James Martin Beef Stroganoff
Beef Stroganoff (also spelled Stroganov) is a Russian dish of sautéed pieces of beef served in a sauce with sour cream. From its origins in mid-19th-century Russia, it has become popular around the world, with considerable variation from the original recipe.
Elena Molokhovets’s classic Russian cookbook A Gift to Young Housewives gives the first known recipe for Govjadina po-strogonovski, s gorchitseju, “Beef à la Stroganov, with mustard”, in its 1871 edition. The recipe involves lightly floured beef cubes (not strips) sautéed, sauced with prepared mustard and bouillon, and finished with a small amount of sour cream: no onions, no mushrooms.

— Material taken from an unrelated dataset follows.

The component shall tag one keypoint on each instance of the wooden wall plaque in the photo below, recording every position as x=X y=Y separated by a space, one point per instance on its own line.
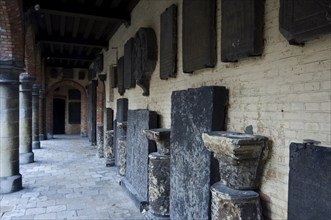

Another recipe from 1909 adds onions and tomato sauce, and serves it with crisp potato straws, which are considered the traditional side dish for Beef Stroganoff in Russia.
The version given in the 1938 Larousse Gastronomique includes beef strips, and onions, with either mustard or tomato paste as optional.
After the fall of Tsarist Russia, the recipe was popularly served in the hotels and restaurants of China before the start of World War II.
Russian and Chinese immigrants, as well as US servicemen stationed in pre-Communist China, brought several variants of the dish to the United States, which may account for its popularity during the 1950s.
It came to Hong Kong in the late 1950’s, with Russian restaurants and hotels serving the dish with rice, but not sour cream.
In the UK and Australia it is generally served with rice and sometimes with pasta. British pubs usually serve a version of the dish with a creamy white wine sauce, whereas more “authentic” versions are often red stews with a scoop of sour cream separately served on top.
This James Martin beef stroganoff recipe uses sauteed potatoes rather than rice or pasta.